Ir de museos. Matar en los museos.Live from my iPhone.

Los museos están bien. Espacios diáfanos, limpios. Es fácil robar en su tienda de souvenirs. Desde fundas para móvil, pasando por imanes o la poco consultada sección de libros de arte. Luego están las familias de guiris que van con hijas aburridas que deambulan con sus faldas y se sientan en cada banco de cada sala y tienen unas piernas que complementan la sobriedad de la mayoría de cuadros.
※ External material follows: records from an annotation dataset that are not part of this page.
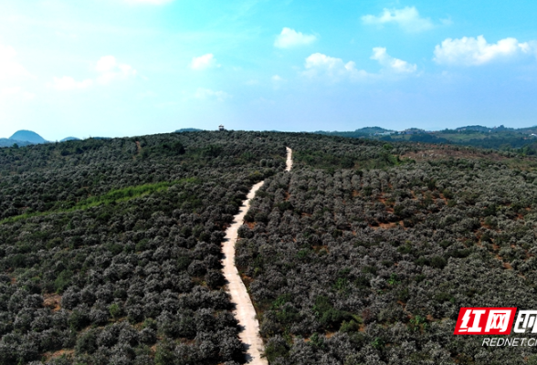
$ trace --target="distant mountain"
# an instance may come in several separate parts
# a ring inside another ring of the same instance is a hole
[[[13,136],[9,137],[9,139],[16,140],[16,141],[27,141],[30,143],[45,143],[45,142],[47,142],[47,141],[43,137],[41,137],[40,135],[38,135],[35,131],[24,130],[16,131]]]
[[[203,131],[204,130],[198,130],[197,128],[182,128],[175,130],[175,133],[181,133],[183,131]]]
[[[315,134],[323,134],[327,136],[340,136],[340,137],[349,137],[349,138],[360,138],[360,137],[369,137],[374,135],[382,135],[384,133],[389,134],[394,132],[395,130],[385,130],[381,127],[364,127],[360,128],[354,131],[325,131],[325,130],[317,130],[313,133]]]
[[[16,144],[19,147],[23,147],[33,143],[28,142],[26,141],[16,141],[11,140],[9,138],[0,138],[0,147],[12,147],[14,144]]]

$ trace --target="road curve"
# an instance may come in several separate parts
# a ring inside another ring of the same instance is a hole
[[[286,171],[292,167],[292,151],[287,147]],[[259,322],[256,318],[256,309],[250,299],[248,292],[242,282],[238,270],[235,266],[235,243],[237,238],[238,228],[244,223],[244,216],[250,208],[250,201],[256,196],[256,193],[265,182],[258,182],[247,195],[233,224],[226,231],[226,237],[223,243],[224,276],[227,280],[227,292],[231,296],[231,301],[235,303],[235,318],[243,330],[238,334],[240,340],[247,345],[247,358],[250,365],[268,365],[267,359],[261,358],[263,352],[263,339],[259,335]]]
[[[285,168],[285,171],[290,171],[290,169],[293,167],[293,151],[291,149],[290,149],[289,147],[286,147],[287,149],[287,167]]]

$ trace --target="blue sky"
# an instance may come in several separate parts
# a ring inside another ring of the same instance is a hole
[[[0,0],[0,137],[536,125],[537,3]]]

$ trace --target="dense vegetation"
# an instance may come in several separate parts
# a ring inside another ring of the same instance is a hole
[[[285,164],[247,137],[0,150],[0,364],[242,362],[220,242]]]
[[[536,172],[293,142],[293,171],[258,193],[237,247],[271,364],[535,361],[453,328],[461,307],[537,308]]]
[[[348,138],[367,138],[386,141],[414,141],[437,144],[453,144],[460,146],[512,151],[523,155],[537,154],[536,127],[506,128],[504,126],[488,128],[482,126],[460,127],[455,130],[446,129],[437,131],[410,129],[404,133],[384,135],[395,132],[379,127],[362,128],[354,131],[316,131],[318,134]],[[533,134],[533,135],[532,135]]]
[[[0,149],[0,364],[244,363],[220,243],[260,180],[237,265],[270,364],[532,363],[453,328],[537,308],[536,162],[272,132]]]

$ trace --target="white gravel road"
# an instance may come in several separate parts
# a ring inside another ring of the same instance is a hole
[[[286,171],[290,171],[292,164],[292,151],[288,147]],[[227,280],[227,292],[231,295],[231,301],[236,304],[235,318],[238,320],[239,326],[243,328],[239,338],[247,347],[247,357],[250,365],[268,365],[268,362],[265,358],[261,358],[264,346],[263,339],[259,335],[259,322],[256,318],[256,309],[235,266],[235,243],[238,228],[243,224],[244,216],[250,207],[250,201],[256,196],[256,193],[264,182],[258,182],[252,187],[238,214],[235,216],[233,224],[226,231],[223,244],[224,276]]]

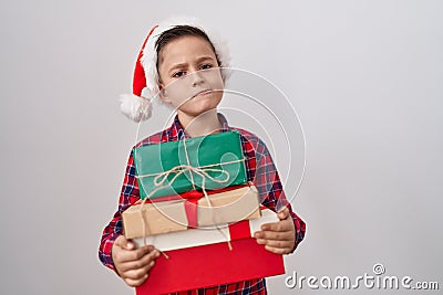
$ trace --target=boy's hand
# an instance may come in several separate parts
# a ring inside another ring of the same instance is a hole
[[[265,245],[265,249],[277,254],[292,253],[296,243],[296,228],[289,209],[285,207],[278,212],[280,221],[261,225],[261,231],[254,234],[257,243]]]
[[[123,281],[131,287],[142,285],[159,252],[153,245],[135,249],[134,242],[120,235],[112,245],[112,260]]]

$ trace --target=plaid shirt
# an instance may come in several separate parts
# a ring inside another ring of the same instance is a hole
[[[226,118],[222,114],[218,114],[218,117],[223,124],[222,131],[237,130],[240,134],[241,147],[246,158],[245,164],[247,178],[248,181],[253,181],[257,187],[261,204],[274,211],[278,211],[284,206],[289,208],[293,224],[296,226],[296,243],[293,247],[296,249],[305,236],[305,222],[292,212],[291,206],[285,197],[278,172],[266,145],[256,135],[249,131],[229,127]],[[169,128],[145,138],[138,143],[136,147],[166,141],[176,141],[188,137],[178,122],[178,116],[176,116],[173,125]],[[115,266],[112,261],[111,250],[115,239],[123,234],[122,212],[138,199],[138,183],[135,178],[133,152],[131,152],[120,194],[119,210],[115,212],[114,218],[111,220],[107,226],[103,230],[99,250],[99,257],[101,262],[114,271]],[[181,292],[176,294],[267,294],[267,291],[265,278],[258,278],[188,292]]]

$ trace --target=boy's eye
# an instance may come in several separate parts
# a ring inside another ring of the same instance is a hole
[[[178,71],[178,72],[175,72],[175,73],[173,74],[173,77],[181,77],[181,76],[184,76],[185,74],[186,74],[185,71]]]
[[[200,70],[208,70],[208,69],[210,69],[210,67],[213,67],[213,65],[212,65],[212,64],[208,64],[208,63],[202,64],[202,65],[200,65]]]

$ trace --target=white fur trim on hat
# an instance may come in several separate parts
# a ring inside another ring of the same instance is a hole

Pero no todo es tan ideal como parece. Siempre hay un problema. Los yonkis de los museos. Sí, estamos hablando de la gente mayor. Esos cuerpos deformados, barrigas imposibles, chanclas bizarras y vestidos de flores con escotes nauseabundos. Los guardias de seguridad dan por perdido el intentar hacer silencio, ya que como esta tropa senil no se entera de nada de lo que dice el otro se ponen a gritar entre ellos. Comentan cosas como "ay, qué cuadro tan grande. Se parece a la casa de mi tía. Ahí pasaba el verano de jovenita, cof cof, y me daba tostadas y leche de granja. ¿Qué hora es? Tengo sueño. Me duele todo. Vamos al café. Voy a llamar a mi nieta. Señora, ¿El baño? Es la próstata, ya sabe. A esta edad, cof. Burp.
Realmente, llegar a viejo es un #epicfail (contexto para ampliar la comprensión del texto. Epic fail se usa como hashtag en twitter para señalar irónicamente un desastre, algo entre ridículo y lamentable. Un error, una cagada como tirarte el café por encima en tu primera entrevista de trabajo, y luego tener gases en el ascensor de las oficinas del banco, delante de tu banquero que va a embargar tu casa).
Y, lo peor de llegar a viejo, es la muy preocupante la adicción a las audioguías. Una voz motivada de chica 'fresca pero culta' y normalmente con bastante morbo que no para de soltar coñazos en una especie de walkie talkie deforme. Ves viejos con el volumen parecido al mainstage del Sónar poniendo cara de rictus, tratando de entender en qué año se pintó el cuadro y por qué. Y tal.

Entonces es cuando entra en juego 'la hostilidad de la supervivencia ante el áspero desierto de Lo Senil'. Codazos, pequeñas zancadillas, tirones de bolso, pequeños hurtos. Sí, por muy pesados que sean los viejos, siempre es posible vaciar una sala de un museo, tumbarse en el suelo. Pasar la resaca, sacar un par de fotos. Poner a Talabot en los cascos y prepararse para robar el catálogo de la exposición.